The national economic woes and changing fashions were other factors.

But a number of the farms held on throughout the 1930s. It was a volatile and depressing time for many.

Joan said their neighbor Abe Erickson had a large fur farm, financial backers and someone offering good money to buy out his operation. He turned the offer down just before the market went sour. A year later, he pelted the last of his foxes and shut down.

Joan's parents scaled back in the 1930s, but kept their fur farm going.

In 1938, Stanley started going to Washington every winter to attend high school. The following year Joan and Jettie Jean joined him there.

Archie and Enid were the last fox farmers in the area to give up. They continued a few more years, but World War II was the final blow.

While the teen-agers were away at school in 1943, their father killed the last of the Loon Lake foxes.

Joan said the family did not discuss the matter much, but it was a business decision with an air of inevitability.

"I am sure he had given it a lot of thought and figured it was time," she said.


a bygone era

Fox farming never returned to the area, although some people tried over the years. Efforts to raise mink and martens also failed.

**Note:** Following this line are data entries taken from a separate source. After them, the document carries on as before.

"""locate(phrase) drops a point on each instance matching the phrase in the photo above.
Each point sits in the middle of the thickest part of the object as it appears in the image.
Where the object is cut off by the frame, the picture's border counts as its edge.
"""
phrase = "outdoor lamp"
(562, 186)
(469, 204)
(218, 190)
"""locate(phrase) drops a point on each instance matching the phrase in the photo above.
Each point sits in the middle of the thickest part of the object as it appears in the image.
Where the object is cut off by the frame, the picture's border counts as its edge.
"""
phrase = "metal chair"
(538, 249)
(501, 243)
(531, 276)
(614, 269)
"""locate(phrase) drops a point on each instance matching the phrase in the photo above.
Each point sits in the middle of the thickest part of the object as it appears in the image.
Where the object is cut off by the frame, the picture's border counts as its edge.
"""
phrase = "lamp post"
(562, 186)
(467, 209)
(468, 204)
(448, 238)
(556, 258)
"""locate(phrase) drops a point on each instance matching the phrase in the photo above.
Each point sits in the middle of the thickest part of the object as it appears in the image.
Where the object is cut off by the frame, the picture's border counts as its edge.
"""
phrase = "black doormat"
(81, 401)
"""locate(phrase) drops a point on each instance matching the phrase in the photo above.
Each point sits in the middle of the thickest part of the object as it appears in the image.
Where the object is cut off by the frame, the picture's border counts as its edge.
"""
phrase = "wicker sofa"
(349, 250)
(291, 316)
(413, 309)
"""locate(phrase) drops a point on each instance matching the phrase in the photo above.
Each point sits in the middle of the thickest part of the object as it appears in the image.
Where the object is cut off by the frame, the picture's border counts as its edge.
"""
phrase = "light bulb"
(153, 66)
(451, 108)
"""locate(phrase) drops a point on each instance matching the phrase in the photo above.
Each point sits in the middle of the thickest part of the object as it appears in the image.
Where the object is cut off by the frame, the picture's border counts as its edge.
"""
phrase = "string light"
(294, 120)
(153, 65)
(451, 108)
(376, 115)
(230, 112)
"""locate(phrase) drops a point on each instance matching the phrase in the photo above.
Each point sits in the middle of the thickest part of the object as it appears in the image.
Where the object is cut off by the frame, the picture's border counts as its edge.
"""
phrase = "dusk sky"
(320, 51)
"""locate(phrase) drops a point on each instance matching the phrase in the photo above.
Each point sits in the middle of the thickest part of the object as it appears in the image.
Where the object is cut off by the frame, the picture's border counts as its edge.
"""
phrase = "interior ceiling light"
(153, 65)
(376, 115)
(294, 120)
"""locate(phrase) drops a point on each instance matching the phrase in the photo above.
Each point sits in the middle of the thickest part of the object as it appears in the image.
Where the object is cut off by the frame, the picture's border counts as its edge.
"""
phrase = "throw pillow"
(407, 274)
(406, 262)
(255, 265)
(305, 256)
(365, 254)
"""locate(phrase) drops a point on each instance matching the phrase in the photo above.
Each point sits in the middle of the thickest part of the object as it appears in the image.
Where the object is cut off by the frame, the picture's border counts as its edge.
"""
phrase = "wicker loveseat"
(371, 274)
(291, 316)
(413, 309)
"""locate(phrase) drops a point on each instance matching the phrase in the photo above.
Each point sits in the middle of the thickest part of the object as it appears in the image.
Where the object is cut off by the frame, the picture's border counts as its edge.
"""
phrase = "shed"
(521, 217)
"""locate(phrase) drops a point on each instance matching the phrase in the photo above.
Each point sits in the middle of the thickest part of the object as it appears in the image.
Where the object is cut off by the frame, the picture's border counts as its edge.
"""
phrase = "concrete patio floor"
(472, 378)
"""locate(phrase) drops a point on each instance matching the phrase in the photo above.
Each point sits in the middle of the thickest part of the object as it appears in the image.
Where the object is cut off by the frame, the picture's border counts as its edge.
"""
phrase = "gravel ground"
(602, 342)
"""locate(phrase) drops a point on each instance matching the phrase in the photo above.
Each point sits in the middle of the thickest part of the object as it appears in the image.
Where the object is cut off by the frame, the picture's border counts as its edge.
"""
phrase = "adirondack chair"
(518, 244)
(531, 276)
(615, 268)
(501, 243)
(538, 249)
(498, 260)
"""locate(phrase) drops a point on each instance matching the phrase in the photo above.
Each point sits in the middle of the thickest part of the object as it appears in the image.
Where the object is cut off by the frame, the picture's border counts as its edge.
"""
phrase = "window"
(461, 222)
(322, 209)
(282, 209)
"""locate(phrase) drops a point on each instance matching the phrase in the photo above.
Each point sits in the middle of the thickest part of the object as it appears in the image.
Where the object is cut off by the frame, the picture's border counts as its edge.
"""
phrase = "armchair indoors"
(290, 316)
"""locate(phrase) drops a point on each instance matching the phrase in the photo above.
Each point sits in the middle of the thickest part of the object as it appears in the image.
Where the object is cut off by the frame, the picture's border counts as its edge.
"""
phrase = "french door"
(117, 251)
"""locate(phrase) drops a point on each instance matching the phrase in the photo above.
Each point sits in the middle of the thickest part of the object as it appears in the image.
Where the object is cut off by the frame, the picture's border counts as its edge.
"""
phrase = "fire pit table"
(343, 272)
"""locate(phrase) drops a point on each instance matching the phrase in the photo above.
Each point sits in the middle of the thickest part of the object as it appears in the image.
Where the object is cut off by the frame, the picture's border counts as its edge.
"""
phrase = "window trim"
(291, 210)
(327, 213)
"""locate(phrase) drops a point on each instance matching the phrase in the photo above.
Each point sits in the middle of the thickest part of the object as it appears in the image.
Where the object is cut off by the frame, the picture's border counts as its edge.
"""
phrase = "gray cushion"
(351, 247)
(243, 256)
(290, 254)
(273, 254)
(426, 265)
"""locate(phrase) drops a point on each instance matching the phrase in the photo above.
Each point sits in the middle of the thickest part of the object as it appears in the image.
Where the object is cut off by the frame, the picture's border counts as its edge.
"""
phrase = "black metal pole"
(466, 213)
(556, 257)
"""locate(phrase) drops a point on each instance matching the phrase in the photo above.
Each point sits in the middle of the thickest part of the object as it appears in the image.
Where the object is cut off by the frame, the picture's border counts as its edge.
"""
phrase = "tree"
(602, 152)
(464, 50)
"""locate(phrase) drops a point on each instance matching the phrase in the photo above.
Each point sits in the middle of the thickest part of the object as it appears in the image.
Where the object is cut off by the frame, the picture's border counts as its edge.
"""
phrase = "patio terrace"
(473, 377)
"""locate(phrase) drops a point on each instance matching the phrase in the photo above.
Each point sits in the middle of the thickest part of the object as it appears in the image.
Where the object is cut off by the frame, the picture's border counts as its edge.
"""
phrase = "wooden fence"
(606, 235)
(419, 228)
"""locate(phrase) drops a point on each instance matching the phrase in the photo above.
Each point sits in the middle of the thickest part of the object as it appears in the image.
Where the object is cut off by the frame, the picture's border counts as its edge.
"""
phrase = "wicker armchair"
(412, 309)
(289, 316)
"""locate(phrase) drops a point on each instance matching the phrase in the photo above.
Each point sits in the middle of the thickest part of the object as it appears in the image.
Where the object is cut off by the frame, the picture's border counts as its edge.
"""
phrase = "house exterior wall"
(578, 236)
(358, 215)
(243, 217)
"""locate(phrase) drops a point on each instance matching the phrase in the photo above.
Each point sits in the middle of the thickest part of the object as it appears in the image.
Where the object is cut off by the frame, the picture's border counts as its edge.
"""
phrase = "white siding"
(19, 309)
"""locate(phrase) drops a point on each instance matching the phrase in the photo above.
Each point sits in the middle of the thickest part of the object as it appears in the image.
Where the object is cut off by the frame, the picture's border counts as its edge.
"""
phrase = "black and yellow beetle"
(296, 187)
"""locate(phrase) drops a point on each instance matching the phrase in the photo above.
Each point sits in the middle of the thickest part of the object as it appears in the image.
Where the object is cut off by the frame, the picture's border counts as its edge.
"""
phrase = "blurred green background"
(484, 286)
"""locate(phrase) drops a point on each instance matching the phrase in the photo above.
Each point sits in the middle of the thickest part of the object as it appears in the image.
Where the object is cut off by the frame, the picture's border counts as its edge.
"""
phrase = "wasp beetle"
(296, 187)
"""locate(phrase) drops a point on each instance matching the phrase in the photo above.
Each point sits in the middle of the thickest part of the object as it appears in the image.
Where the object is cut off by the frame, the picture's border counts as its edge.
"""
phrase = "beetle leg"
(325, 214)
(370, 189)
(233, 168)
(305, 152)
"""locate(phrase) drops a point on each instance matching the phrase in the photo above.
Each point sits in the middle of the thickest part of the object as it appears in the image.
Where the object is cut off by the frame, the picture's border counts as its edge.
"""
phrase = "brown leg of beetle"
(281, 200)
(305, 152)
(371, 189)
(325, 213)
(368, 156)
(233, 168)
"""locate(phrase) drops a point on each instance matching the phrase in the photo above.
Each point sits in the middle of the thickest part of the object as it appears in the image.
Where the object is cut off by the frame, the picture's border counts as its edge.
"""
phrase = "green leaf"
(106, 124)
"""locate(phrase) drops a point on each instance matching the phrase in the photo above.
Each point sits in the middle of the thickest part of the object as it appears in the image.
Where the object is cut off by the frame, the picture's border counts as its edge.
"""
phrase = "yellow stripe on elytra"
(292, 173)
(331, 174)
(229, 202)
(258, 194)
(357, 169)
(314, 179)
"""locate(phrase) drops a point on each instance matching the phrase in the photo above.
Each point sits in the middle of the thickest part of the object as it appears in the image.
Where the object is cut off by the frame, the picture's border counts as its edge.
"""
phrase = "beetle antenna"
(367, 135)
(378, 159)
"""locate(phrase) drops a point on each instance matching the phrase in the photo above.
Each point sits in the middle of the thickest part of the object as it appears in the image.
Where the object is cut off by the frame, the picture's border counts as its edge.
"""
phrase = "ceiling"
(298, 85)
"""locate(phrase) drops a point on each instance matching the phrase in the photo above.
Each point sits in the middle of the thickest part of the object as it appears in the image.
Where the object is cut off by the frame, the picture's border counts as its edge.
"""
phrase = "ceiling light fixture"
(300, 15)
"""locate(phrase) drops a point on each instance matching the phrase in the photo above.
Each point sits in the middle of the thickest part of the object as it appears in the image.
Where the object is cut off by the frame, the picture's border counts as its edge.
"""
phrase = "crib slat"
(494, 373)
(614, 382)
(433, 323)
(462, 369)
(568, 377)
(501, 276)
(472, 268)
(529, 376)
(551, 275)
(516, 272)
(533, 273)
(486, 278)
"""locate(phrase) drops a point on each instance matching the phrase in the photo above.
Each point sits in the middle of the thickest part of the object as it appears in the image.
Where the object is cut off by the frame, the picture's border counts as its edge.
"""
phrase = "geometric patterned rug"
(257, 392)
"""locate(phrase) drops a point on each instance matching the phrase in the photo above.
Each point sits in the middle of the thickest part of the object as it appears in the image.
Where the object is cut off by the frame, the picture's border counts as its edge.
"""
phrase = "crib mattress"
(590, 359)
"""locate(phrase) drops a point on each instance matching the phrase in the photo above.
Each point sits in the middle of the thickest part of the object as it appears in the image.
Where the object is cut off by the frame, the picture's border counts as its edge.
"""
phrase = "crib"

After they closed out the fox farm, the McLanes focused on other interests. Archie concentrated on other agricultural projects, particularly potatoes. Enid went back to teaching, becoming the principal of the Kenai Territorial School and later of Tustumena Elementary School.

Archie died in 1969 at the age of 77. Enid survived him by two decades, dying in 1989 at age 93.

The homestead remains in the family, and one of their great-granddaughters lives in the original cabin.

Stanley is now president and Joan an active member in the Kasilof Regional Historical Asso-ciation.

Recently the society has become involved in preserving old buildings in the area. Last fall, volunteers from the society went out to McLanes' homestead and put old fox houses up on concrete blocks and covered their roofs with new tar paper to retard decay.

The family has transferred old photos onto video and put items such as the fox registry forms into archival sleeves. They hope Kasilof someday will have a museum to display such artifacts of the homesteader era.

But despite the care they have taken to preserve the fox farming history, Stanley and Joan say they are not nostalgic for that way of life.

"It was a lot of hard work," said Joan.